Blood Dynasty ne sera peut-être pas pour vous le plus grand album d’Arch Enemy, mais c’est probablement le plus audacieux depuis quelques albums. Un hurlement survitaminé dans la nuit qui soit ne révolutionnera pas le genre, ni leurs territoires sonores, mais qui creuse une piste nouvelle dans la forêt du Death Mélo, entre tradition et évolution. Une patte par ici, un mordant par là, un cri dans la pénombre... et voilà une œuvre qui palpite, qui respire la meute. Notre alliciante Alissa White-Gluz s’impose plus que jamais comme la louve, cheffe du clan, à la fois fidèle, flamboyante et souveraine. Elle guide à sa manière le groupe sans jamais le dominer, avec une présence à la fois vocale, scénique et symbolique. Fidèle à son mâle alpha, sans jamais s’effacer. Une dualité qui fonctionne, qui intrigue, et qui offre une lecture presque animale de cet album.

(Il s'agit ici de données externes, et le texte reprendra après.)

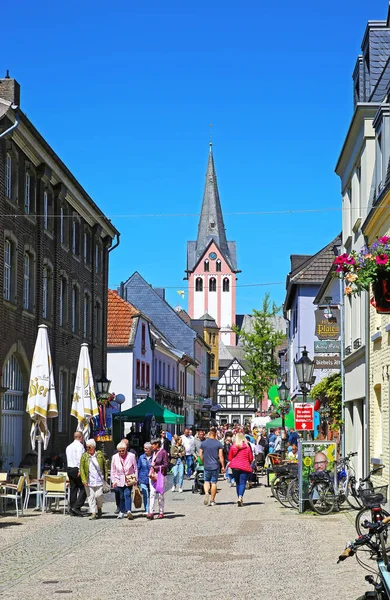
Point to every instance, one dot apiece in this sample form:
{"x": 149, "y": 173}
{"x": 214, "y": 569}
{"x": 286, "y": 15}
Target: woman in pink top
{"x": 240, "y": 461}
{"x": 123, "y": 463}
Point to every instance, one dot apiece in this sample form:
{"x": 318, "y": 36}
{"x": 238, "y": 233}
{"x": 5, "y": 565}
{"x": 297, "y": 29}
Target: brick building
{"x": 54, "y": 253}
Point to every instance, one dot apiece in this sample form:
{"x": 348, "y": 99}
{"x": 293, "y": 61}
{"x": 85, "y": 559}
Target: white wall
{"x": 120, "y": 372}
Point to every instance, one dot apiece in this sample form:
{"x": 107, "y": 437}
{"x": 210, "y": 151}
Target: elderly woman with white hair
{"x": 124, "y": 474}
{"x": 93, "y": 471}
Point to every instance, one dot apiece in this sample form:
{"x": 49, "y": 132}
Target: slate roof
{"x": 141, "y": 295}
{"x": 120, "y": 320}
{"x": 211, "y": 225}
{"x": 313, "y": 271}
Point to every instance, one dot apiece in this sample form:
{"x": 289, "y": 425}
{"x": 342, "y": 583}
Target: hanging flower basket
{"x": 369, "y": 268}
{"x": 381, "y": 291}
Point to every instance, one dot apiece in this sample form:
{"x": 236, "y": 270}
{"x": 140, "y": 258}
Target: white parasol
{"x": 41, "y": 403}
{"x": 84, "y": 404}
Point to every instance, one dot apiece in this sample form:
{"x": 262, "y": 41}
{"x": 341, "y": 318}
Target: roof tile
{"x": 119, "y": 320}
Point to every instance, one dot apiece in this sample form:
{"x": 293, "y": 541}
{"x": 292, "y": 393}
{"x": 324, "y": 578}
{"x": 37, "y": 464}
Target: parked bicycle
{"x": 374, "y": 541}
{"x": 373, "y": 499}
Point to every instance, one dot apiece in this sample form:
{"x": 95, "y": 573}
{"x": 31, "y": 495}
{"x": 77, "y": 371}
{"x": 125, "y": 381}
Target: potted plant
{"x": 369, "y": 267}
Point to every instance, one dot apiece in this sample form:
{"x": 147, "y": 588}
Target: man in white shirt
{"x": 189, "y": 444}
{"x": 74, "y": 452}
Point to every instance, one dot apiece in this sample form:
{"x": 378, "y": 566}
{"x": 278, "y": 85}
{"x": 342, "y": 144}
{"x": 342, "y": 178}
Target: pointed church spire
{"x": 211, "y": 225}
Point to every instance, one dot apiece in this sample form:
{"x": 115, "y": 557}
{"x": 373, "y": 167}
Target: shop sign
{"x": 304, "y": 416}
{"x": 327, "y": 324}
{"x": 327, "y": 346}
{"x": 327, "y": 362}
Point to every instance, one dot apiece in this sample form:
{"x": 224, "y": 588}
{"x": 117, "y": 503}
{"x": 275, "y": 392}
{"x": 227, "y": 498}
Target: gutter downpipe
{"x": 342, "y": 371}
{"x": 366, "y": 412}
{"x": 15, "y": 125}
{"x": 118, "y": 235}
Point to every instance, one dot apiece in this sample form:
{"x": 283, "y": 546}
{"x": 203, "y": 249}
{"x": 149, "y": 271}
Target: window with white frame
{"x": 63, "y": 301}
{"x": 62, "y": 394}
{"x": 62, "y": 225}
{"x": 87, "y": 315}
{"x": 75, "y": 235}
{"x": 7, "y": 269}
{"x": 8, "y": 176}
{"x": 27, "y": 193}
{"x": 28, "y": 281}
{"x": 45, "y": 211}
{"x": 75, "y": 308}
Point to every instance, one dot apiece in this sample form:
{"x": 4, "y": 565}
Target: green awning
{"x": 149, "y": 406}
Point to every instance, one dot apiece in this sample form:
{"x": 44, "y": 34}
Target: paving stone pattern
{"x": 260, "y": 550}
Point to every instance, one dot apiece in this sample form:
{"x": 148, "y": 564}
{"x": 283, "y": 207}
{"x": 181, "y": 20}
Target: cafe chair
{"x": 13, "y": 491}
{"x": 33, "y": 488}
{"x": 54, "y": 487}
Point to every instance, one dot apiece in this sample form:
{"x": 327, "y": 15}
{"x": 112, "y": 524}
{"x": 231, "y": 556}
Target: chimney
{"x": 160, "y": 292}
{"x": 10, "y": 89}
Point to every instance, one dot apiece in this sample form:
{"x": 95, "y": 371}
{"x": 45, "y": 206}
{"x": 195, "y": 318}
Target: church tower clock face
{"x": 212, "y": 264}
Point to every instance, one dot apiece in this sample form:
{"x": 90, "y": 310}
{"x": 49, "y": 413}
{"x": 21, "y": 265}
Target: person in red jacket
{"x": 240, "y": 461}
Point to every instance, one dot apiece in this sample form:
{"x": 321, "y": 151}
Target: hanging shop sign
{"x": 327, "y": 324}
{"x": 327, "y": 362}
{"x": 304, "y": 416}
{"x": 327, "y": 346}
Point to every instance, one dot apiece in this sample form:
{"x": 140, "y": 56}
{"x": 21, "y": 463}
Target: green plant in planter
{"x": 361, "y": 269}
{"x": 329, "y": 390}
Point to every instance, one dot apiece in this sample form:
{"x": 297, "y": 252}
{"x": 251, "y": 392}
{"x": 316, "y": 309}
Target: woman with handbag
{"x": 178, "y": 453}
{"x": 93, "y": 474}
{"x": 124, "y": 474}
{"x": 157, "y": 473}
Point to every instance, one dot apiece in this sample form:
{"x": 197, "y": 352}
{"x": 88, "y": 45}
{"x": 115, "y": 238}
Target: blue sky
{"x": 125, "y": 93}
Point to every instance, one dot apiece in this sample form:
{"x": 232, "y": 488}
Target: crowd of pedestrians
{"x": 232, "y": 453}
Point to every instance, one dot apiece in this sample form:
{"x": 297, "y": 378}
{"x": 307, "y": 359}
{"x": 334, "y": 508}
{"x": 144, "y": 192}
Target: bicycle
{"x": 322, "y": 496}
{"x": 373, "y": 499}
{"x": 378, "y": 551}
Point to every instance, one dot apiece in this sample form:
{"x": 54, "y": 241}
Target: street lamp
{"x": 304, "y": 368}
{"x": 103, "y": 385}
{"x": 284, "y": 407}
{"x": 120, "y": 399}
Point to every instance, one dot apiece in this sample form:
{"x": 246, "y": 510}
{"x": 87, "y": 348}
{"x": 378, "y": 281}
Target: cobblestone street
{"x": 260, "y": 550}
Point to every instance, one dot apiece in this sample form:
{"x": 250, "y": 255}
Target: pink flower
{"x": 384, "y": 239}
{"x": 382, "y": 259}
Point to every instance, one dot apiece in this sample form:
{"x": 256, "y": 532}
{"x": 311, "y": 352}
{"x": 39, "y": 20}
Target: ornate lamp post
{"x": 284, "y": 407}
{"x": 304, "y": 368}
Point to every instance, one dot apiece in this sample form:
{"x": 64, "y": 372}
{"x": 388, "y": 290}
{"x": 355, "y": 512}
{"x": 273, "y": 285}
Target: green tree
{"x": 259, "y": 346}
{"x": 329, "y": 390}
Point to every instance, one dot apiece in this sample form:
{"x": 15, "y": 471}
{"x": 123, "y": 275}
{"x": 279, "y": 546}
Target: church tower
{"x": 212, "y": 264}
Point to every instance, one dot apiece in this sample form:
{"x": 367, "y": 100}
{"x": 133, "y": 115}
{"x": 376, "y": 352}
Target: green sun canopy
{"x": 149, "y": 406}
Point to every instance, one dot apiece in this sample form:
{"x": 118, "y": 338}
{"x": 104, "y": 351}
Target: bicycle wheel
{"x": 353, "y": 497}
{"x": 364, "y": 514}
{"x": 322, "y": 498}
{"x": 281, "y": 492}
{"x": 293, "y": 493}
{"x": 274, "y": 484}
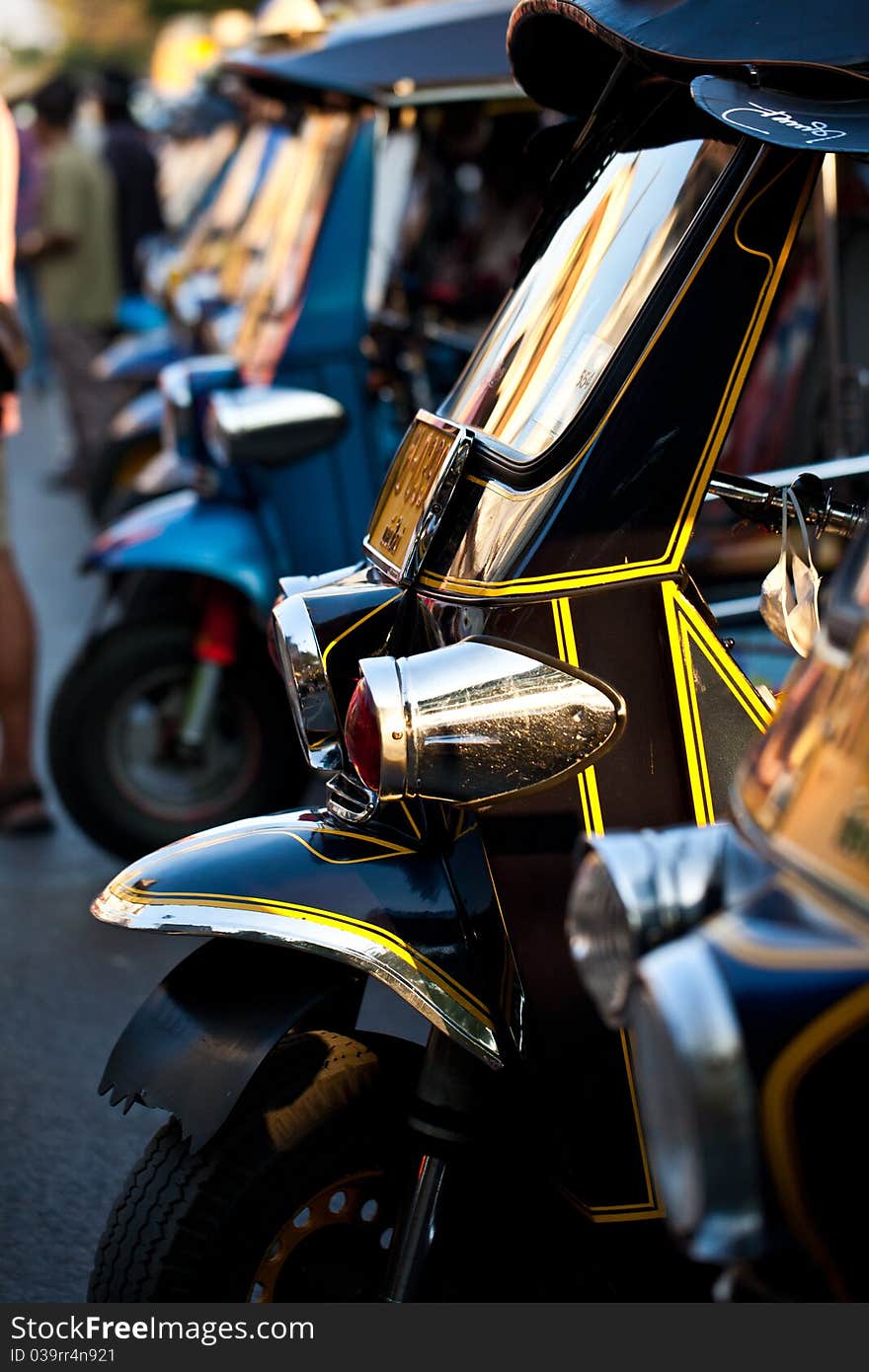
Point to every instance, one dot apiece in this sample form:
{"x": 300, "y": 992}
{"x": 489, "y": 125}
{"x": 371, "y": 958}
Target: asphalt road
{"x": 67, "y": 984}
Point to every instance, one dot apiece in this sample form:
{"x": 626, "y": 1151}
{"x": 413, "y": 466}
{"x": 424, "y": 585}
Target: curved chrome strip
{"x": 319, "y": 932}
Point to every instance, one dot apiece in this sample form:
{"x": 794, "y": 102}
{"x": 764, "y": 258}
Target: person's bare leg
{"x": 17, "y": 683}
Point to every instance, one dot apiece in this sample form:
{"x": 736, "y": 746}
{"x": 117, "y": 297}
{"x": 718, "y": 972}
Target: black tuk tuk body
{"x": 572, "y": 552}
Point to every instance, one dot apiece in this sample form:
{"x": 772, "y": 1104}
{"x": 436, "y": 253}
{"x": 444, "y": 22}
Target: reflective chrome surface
{"x": 556, "y": 331}
{"x": 474, "y": 721}
{"x": 349, "y": 800}
{"x": 308, "y": 688}
{"x": 697, "y": 1101}
{"x": 274, "y": 424}
{"x": 666, "y": 881}
{"x": 803, "y": 791}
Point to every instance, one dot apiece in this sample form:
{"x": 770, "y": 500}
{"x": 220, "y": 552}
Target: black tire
{"x": 324, "y": 1117}
{"x": 132, "y": 792}
{"x": 109, "y": 486}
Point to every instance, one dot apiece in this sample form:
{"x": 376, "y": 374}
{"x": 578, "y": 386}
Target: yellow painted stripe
{"x": 672, "y": 559}
{"x": 777, "y": 1100}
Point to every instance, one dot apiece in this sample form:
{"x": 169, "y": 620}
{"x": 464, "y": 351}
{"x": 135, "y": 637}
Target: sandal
{"x": 22, "y": 811}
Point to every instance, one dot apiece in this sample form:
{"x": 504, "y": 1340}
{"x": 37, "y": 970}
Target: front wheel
{"x": 294, "y": 1199}
{"x": 115, "y": 739}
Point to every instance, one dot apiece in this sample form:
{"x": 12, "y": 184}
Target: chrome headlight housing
{"x": 475, "y": 721}
{"x": 640, "y": 892}
{"x": 309, "y": 619}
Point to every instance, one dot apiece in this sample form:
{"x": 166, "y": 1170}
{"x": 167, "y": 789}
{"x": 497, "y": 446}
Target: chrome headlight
{"x": 475, "y": 721}
{"x": 637, "y": 890}
{"x": 696, "y": 1101}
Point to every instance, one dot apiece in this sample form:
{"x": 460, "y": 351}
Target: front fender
{"x": 140, "y": 357}
{"x": 366, "y": 899}
{"x": 184, "y": 533}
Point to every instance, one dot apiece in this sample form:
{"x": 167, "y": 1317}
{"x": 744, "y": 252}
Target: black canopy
{"x": 394, "y": 55}
{"x": 819, "y": 49}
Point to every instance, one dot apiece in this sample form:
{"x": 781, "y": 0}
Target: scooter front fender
{"x": 184, "y": 533}
{"x": 366, "y": 899}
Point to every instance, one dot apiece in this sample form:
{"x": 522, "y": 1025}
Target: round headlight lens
{"x": 600, "y": 939}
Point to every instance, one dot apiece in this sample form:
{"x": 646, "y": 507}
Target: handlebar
{"x": 762, "y": 503}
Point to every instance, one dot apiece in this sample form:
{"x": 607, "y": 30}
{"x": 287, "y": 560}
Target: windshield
{"x": 309, "y": 166}
{"x": 558, "y": 328}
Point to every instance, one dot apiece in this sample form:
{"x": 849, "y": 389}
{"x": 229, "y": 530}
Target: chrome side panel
{"x": 366, "y": 899}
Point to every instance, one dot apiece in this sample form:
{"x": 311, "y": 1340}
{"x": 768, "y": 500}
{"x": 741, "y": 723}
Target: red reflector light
{"x": 362, "y": 735}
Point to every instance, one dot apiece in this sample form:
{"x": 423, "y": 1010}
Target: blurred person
{"x": 133, "y": 168}
{"x": 22, "y": 808}
{"x": 74, "y": 252}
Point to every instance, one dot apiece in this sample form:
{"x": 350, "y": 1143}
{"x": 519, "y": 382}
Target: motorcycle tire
{"x": 113, "y": 737}
{"x": 294, "y": 1198}
{"x": 109, "y": 490}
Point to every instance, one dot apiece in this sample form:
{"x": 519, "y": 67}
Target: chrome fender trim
{"x": 299, "y": 879}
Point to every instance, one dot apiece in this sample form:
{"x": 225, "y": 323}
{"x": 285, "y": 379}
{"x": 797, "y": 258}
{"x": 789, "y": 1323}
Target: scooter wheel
{"x": 295, "y": 1196}
{"x": 115, "y": 739}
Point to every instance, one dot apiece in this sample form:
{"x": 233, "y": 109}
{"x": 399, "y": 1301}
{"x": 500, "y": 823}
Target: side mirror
{"x": 271, "y": 425}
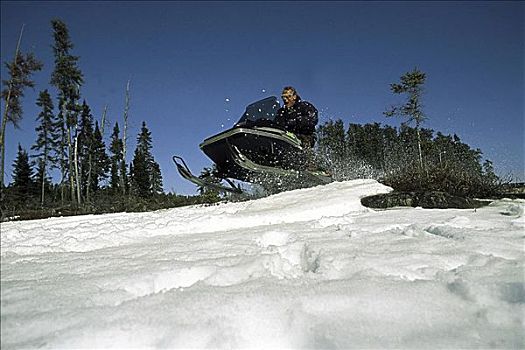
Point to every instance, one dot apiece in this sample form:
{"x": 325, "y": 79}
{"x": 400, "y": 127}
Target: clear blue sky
{"x": 195, "y": 65}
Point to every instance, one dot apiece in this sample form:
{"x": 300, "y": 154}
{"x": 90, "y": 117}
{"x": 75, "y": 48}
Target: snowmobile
{"x": 255, "y": 150}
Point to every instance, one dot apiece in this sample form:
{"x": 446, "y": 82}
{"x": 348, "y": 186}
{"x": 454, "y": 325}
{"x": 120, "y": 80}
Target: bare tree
{"x": 20, "y": 71}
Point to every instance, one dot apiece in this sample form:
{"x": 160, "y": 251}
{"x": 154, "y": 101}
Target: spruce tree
{"x": 412, "y": 85}
{"x": 116, "y": 148}
{"x": 67, "y": 78}
{"x": 85, "y": 149}
{"x": 46, "y": 142}
{"x": 22, "y": 176}
{"x": 20, "y": 71}
{"x": 147, "y": 178}
{"x": 100, "y": 160}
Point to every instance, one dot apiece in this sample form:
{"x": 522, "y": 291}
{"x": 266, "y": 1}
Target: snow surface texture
{"x": 310, "y": 268}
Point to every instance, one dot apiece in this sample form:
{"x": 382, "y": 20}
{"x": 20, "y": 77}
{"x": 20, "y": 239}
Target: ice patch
{"x": 275, "y": 238}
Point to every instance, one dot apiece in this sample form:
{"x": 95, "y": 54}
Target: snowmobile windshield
{"x": 260, "y": 113}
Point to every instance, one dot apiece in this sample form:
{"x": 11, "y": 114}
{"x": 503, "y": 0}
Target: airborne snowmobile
{"x": 256, "y": 150}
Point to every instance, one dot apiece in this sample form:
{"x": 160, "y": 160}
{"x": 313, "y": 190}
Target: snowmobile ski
{"x": 185, "y": 172}
{"x": 312, "y": 177}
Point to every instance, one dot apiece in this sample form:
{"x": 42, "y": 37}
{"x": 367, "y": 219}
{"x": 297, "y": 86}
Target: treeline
{"x": 391, "y": 155}
{"x": 94, "y": 176}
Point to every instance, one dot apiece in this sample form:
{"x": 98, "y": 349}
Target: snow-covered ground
{"x": 310, "y": 268}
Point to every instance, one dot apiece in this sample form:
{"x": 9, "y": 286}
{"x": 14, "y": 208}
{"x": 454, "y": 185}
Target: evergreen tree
{"x": 20, "y": 71}
{"x": 67, "y": 78}
{"x": 42, "y": 180}
{"x": 46, "y": 142}
{"x": 85, "y": 149}
{"x": 140, "y": 182}
{"x": 411, "y": 84}
{"x": 147, "y": 178}
{"x": 116, "y": 160}
{"x": 156, "y": 178}
{"x": 100, "y": 160}
{"x": 22, "y": 176}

On aurait aimé un peu moins de chant clair ici ou là, ou du moins, mieux intégré. Mais dans l’ensemble, l’album suit la vieille piste de la meute, et même mieux : il court dans la nuit, museau au vent, en quête de nouveaux territoires sonores. Et si certains grincheux, sans doute bien trop vieux, diront qu’il manque une ou deux vraies bombes, moi je dis qu’il faut parfois laisser la meute libre se perdre dans les pistes, et écouter respirer la forêt par l’intermédiaire de ses arbres.

En attendant les live annoncés, et au regard de l’impatience clairement affichée par une partie des chroniqueurs de nos APdM, bon nombre d’amies lectrices et d’amis lecteurs doivent se trouver dans le même état déplorable... alors soufflez, respirez, posez une fesse et penchez vous sur l’offre pléthorique du groupe en matière de vidéo récentes. Zen les loups, zen !

Note : 14.5/20 quand même – Pour la fidélité, pour l’audace, pour la beauté animale d’une meute qui sait encore se régénérer. Et pour la louve, surtout la louve.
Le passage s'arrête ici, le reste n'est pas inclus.